Par ailleurs, les scientifiques en conviennent, si toutes les demandes de dérogation sont satisfaites – ce qui constitue une véritable hypocrisie ! –, la constitution des dossiers entraîne des retards et des complexités dommageables pour la recherche française. Il arrive d’ailleurs que, pour les éviter, les chercheurs se censurent eux-mêmes et renoncent à certains projets.
Enfin, dernier argument développé sur ce sujet par la majorité et contre lequel je m’inscris en faux, le régime d’autorisation contrôlée servirait les intérêts des laboratoires pharmaceutiques et des grands groupes industriels. Ainsi, Jean Leonetti a récemment confié au journal La Croix : « Pour Marc Peschanski, le principe d’interdiction constitue un obstacle pour les investissements financiers des grands groupes industriels. »
Mes chers collègues, cette déclaration pourrait prêter à sourire si le sujet n’était pas si grave et, surtout, s’il n’émanait pas d’un député appartenant à la majorité parlementaire qui a autorisé l’utilisation de sang humain obtenu contre rémunération, une majorité qui a également, avec la grippe A et l’ensemble de sa politique du médicament, servi les intérêts des grands laboratoires et porté atteinte à la recherche publique, comme cela n’avait jamais été fait auparavant,…
Mme Raymonde Le Texier.

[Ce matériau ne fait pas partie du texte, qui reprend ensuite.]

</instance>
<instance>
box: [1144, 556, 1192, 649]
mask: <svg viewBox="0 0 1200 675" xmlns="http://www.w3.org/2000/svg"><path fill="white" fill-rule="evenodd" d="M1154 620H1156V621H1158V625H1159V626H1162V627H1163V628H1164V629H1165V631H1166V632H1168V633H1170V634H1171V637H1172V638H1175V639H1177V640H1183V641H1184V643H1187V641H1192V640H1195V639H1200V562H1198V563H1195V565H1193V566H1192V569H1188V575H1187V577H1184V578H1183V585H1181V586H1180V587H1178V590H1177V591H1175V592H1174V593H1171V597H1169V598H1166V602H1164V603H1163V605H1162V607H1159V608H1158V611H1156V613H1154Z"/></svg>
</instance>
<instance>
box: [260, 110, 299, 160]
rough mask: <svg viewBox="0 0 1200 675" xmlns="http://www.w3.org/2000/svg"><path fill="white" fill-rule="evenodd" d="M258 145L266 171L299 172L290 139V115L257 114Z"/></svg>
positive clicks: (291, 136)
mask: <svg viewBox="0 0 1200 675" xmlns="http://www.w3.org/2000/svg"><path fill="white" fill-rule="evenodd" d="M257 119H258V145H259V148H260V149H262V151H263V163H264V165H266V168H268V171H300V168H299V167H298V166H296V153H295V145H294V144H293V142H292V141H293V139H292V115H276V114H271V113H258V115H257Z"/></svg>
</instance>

Très bien !
M. Guy Fischer. … notamment avec le crédit d’impôt recherche.
M. Jean Desessard. Très bien !
M. Bruno Sido. Un peu de modération, mon cher collègue !
M. Guy Fischer. Bien évidement, la question de la recherche publique se pose, mais elle se pose d’abord et avant tout en termes de moyens !
Permettez-moi de revenir un instant pour conclure sur un sujet qui nous semble fondamental : l’instauration, dans notre pays, d’un registre positif des donneurs d’organes.
Il est légitime que notre droit positif protège la volonté de celles et ceux qui, pour des raisons personnelles, refusent de donner leurs organes. Il est, en revanche, inacceptable que ce même droit prive d’effet la volonté de celles et ceux qui se sont clairement exprimés en faveur de ce don.
Si la loi reconnaît le droit aux uns de refuser ce don sur la base de l’autonomie de la volonté, elle ne peut, dans le même temps, avoir pour conséquence de nier aux personnes souhaitant participer au don de vie le droit de le faire.
Nous estimons que la volonté des uns vaut celle des autres et que les proches doivent accepter de respecter la volonté exprimée du vivant, quelle qu’elle soit. Nous considérons que la vie n’appartient à personne d’autre que soi-même,…
M. Jean-Pierre Raffarin. Ce n’est pas vrai !
M. Guy Fischer. … et que personne, ni aucune considération, ne peut faire obstacle au libre arbitre dès lors que celui-ci a été clairement exprimé et qu’il est strictement encadré. Tel est le sens d’un amendement que nous présenterons tout à l’heure.
Compte tenu du temps de parole limité qui m’a été imparti, je ne puis développer plus longuement les positions et les propositions de mon groupe. Je dirai donc simplement que, comme en première lecture, nous arrêterons notre vote sur l’ensemble du projet de loi en fonction de ce qu’il en adviendra au cours de nos travaux, et nous serons, bien entendu, particulièrement attentif au sort que connaîtra l’amendement déposé par notre collègue Jean-Claude Gaudin, président du groupe UMP.